An diesem Nachmittag ist der Hinweis auf einen respektierenden Umgang untereinander nicht nötig. Der TC Soysal tritt zum 100-jährigen Vereinsjubiläum des Kölner THC gegen dessen zweite Herren 30-Mannschaft an, die regulär in der Verbandsliga spielt. Es ist ein kleines Tennisfest, das Spaß bringen soll. Schnell wird deutlich: Die Soysals haben ein Tennis-Händchen, das sogar schon an die nächste Generation weitervererbt wurde: Özgür, Sohn von Edo, springt kurzfristig für den verletzten Tony ein und schlägt sich tapfer. Hasan holt den ersten Punkt für die Soysals und spornt die anderen an: "Haut rein! Es geht um die Familienehre!" Der Appell kommt an. Ali verzückt die Zuschauer mit ansatzlosen Stoppbällen von der Grundlinie, Edo spielt einen erlaufenen Lob durch die Beine zurück ins Feld und Erkan packt extremste Topspinschläge aus, um seinen Gegner mürbe zu spielen. Nach einem zwischenzeitlichen 3:3 gewinnen die Soysals alle drei Doppel zum 6:3. "Wir halten als Familie eben zusammen und sind noch ungeschlagen", sagt Erkan erleichert.

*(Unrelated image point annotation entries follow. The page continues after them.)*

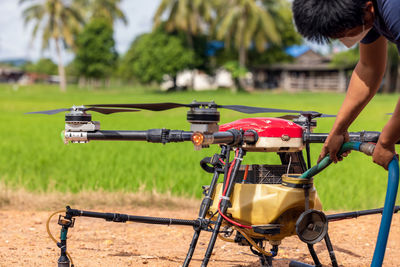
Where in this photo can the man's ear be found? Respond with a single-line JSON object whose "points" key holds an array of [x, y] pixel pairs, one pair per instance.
{"points": [[369, 15]]}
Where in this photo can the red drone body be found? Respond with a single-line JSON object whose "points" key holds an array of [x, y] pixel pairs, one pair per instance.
{"points": [[274, 134]]}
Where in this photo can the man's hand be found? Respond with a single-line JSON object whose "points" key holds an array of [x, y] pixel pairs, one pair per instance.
{"points": [[383, 154], [332, 146]]}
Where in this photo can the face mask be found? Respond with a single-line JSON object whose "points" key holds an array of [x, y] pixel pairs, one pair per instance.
{"points": [[350, 41]]}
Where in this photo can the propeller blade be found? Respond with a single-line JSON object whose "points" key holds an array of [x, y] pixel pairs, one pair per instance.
{"points": [[146, 106], [251, 110], [50, 112], [110, 110], [289, 117], [328, 116]]}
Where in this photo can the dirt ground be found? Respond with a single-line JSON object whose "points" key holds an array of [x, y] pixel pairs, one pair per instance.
{"points": [[95, 242]]}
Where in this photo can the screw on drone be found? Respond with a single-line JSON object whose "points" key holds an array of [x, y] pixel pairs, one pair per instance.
{"points": [[66, 222]]}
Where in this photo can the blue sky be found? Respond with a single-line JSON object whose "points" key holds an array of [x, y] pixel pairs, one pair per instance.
{"points": [[15, 39]]}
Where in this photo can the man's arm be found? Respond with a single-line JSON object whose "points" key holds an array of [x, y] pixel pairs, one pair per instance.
{"points": [[385, 148], [364, 84]]}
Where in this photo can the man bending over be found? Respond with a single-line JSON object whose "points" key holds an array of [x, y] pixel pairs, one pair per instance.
{"points": [[370, 23]]}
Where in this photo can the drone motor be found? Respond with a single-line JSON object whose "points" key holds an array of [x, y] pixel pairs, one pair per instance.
{"points": [[77, 124]]}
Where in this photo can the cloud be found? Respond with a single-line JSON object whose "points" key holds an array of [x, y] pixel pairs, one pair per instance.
{"points": [[15, 38]]}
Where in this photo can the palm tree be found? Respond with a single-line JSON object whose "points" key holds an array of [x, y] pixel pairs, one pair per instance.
{"points": [[190, 16], [108, 9], [244, 23], [56, 21]]}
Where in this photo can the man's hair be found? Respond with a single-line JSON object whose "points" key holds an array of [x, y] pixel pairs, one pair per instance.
{"points": [[320, 20]]}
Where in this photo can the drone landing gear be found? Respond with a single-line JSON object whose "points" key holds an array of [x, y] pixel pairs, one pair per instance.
{"points": [[265, 261]]}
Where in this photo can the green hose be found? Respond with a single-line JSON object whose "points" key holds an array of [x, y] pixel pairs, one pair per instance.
{"points": [[327, 160]]}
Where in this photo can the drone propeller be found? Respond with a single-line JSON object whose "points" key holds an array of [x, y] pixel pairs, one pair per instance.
{"points": [[312, 115], [96, 109], [194, 104]]}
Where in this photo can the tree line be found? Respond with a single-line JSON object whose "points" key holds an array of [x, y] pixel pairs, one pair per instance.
{"points": [[187, 34]]}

Schnell stellt er noch ein paar Tische nebeneinander und drapiert in einer langen Reihe 25 Tennisbälle auf ihnen. "Ali zeigt noch sein Kunststück", ruft er. Und Ali legt sich Ball für Ball in seine riesige Hand, die fast eine Schaufel ist. Er konzentriert sich, wechselt die Lage der Bälle, ärgert sich wegen deren ungleicher Beschaffenheit - und scheitert. Nach dem vierten Versuch gibt er auf. Auch die Soysals sind nicht perfekt. Hauptsache, es klappte damals bei "Wetten dass... ?".